На следующий день после показа с участием моделей, одетых словно уличные проститутки, он сообщил Лебре, что планирует остаться в Нью-Йорке еще на несколько дней, чтобы закрепить некоторые контакты. Он действительно хотел разобрать кипу накрахмаленных салфеток, на которых делал зарисовки.
Миссия Лебре завершилась успешно. Он вдохновил своего дизайнера. Ведь практически невозможно было покинуть Нью-Йорк без новых творческих планов, получив столько впечатлений. Лебре сказал:
– Клод Рейно, не думайте, что я не понимаю истинной причины, по которой вы хотите задержаться в Нью-Йорке.
Тут, словно в подтверждение, зазвонил сотовый телефон Клода. Раздался мягкий голос Валентины.
– Извините, – сказал Клод и отошел, прижав трубку к уху.
– Клод, – произнесла Валентина, – мне очень неудобно задавать вам этот вопрос по телефону, но я надеюсь, что вы меня поймете. Вы не могли бы дать в долг пятьсот долларов? У меня больше нет наличных денег… банки не принимают мои кредитные карточки. Я думаю, что Виктор вынул все деньги из моей сумочки, а наши сбережения перевел на свое имя. Я не могу понять, как он мог сделать это без моей подписи. Сейчас мне срочно нужно заплатить одному доктору…
– Конечно, – сказал Клод. Он пытался вспомнить, где видел банк. – Встретимся в ресторане «Палм Корт» отеля «Плаза», на углу Пятьдесят девятой улицы и Пятой авеню. – Он уже успел побывать в этом помпезном старом отеле.
Клод собирался незаметно выскользнуть из зала, но у двери увидел Лебре, который сказал:
– Вы должны быть в Париже на встрече дизайнеров в нашем офисе в пятницу в четыре часа. Мы будем ждать вас.

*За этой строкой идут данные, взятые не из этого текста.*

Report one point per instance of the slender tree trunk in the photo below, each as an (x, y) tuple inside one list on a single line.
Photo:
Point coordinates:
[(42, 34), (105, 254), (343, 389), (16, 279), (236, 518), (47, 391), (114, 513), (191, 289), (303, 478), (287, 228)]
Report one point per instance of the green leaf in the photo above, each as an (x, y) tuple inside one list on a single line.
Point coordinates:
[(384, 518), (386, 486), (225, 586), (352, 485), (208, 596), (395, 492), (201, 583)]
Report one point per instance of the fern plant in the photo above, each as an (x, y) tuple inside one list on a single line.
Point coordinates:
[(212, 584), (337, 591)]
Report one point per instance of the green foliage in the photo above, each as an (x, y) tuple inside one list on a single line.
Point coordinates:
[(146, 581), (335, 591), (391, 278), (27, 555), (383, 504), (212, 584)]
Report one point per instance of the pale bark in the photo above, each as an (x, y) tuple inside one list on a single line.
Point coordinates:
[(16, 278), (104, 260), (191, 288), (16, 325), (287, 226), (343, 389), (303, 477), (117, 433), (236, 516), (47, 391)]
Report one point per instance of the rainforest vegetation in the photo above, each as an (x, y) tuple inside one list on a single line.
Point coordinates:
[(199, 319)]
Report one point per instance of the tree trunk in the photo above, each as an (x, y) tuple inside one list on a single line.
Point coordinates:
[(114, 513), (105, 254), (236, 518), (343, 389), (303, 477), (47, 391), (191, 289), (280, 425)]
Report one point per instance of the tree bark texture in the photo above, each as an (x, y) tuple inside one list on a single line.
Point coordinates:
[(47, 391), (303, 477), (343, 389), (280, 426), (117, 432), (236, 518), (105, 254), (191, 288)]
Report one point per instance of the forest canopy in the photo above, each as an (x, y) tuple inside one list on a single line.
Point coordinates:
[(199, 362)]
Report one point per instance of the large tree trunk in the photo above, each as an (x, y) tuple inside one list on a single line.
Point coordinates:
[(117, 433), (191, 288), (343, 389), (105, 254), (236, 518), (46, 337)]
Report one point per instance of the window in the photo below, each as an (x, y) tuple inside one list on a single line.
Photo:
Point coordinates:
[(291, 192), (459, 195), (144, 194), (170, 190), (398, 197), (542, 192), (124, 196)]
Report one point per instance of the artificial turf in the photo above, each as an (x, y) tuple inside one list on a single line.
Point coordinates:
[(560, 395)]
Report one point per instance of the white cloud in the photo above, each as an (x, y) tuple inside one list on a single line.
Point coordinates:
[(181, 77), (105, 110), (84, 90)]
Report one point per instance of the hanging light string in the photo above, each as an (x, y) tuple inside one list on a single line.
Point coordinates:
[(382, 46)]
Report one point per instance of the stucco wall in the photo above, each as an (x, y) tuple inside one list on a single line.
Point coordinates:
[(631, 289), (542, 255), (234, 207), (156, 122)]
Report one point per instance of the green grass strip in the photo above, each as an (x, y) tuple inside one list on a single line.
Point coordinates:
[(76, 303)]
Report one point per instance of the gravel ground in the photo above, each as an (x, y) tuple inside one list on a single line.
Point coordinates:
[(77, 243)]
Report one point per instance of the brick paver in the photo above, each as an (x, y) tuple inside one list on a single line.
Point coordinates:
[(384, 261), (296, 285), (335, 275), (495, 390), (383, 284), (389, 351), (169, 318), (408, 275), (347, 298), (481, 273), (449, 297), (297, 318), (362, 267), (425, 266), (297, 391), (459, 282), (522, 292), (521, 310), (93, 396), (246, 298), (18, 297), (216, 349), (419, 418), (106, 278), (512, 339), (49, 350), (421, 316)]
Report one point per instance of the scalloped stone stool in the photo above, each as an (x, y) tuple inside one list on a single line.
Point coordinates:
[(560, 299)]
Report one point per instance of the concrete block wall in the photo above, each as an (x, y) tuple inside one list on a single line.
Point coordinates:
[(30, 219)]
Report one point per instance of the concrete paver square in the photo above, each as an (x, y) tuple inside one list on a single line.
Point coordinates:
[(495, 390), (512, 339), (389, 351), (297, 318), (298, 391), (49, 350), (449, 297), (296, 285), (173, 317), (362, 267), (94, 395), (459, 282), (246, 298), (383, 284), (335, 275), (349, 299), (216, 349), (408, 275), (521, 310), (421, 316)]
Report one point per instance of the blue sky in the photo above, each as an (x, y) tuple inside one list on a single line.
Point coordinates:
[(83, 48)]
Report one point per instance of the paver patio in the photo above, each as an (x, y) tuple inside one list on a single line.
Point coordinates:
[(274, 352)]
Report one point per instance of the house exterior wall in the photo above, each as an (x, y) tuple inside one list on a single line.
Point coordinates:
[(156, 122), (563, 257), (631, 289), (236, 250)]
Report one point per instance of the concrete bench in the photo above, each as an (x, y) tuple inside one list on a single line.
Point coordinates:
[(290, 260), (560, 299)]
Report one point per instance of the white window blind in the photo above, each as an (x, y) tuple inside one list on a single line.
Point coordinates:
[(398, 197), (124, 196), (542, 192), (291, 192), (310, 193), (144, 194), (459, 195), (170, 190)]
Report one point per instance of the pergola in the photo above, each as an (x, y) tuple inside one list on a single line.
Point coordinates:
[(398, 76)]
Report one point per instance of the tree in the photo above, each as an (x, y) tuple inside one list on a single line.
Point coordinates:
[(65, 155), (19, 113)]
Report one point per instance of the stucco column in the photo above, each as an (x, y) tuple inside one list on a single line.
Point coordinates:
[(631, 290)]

Четыре дополнительных дня в Нью-Йорке! Неужели Лебре отвел столько времени на окончание его суматошного романа?
Глава 23
В ресторане «Палм Корт» Клода восхищало все: огромные ветви пальм в массивных мраморных кадках, красочная игра света в витражах дверей французского типа, даже перезвон посуды. Он выбрал столик в углу зала, который частично был закрыт пальмой от главного зала ресторана. Прямо здесь, под розовым потолком, на листе бумаги, который принес ему официант, Клод сделал наброски четырех платьев в имперском стиле в пастельных тонах – для округлившейся фигуры Валентины. Он нарисовал капюшоны с бусинками лавандового, голубого, кораллового, персикового, темно-желтого цветов.
Валентина стремительно вошла в зал, ее фигура была освещена розовым светом, льющимся с потолка. На ней было длинное голубое шерстяное пальто, рукава и подол которого украшал мутон. Клод решил, что ему пора заняться и такой одеждой: ее пальто прекрасно сидело, и не оставалось сомнений, что шили его на заказ. Ее ботинки… Как его взгляд радовался тем вещам, которые он уже хотя бы раз видел на ней – бежевые замшевые ботинки. Ее лицо было бледным, глаза хоть и блестели, но заметно было, что она плакала. Клод ничего не мог с собой поделать – он замечал каждую мелочь, связанную с ней.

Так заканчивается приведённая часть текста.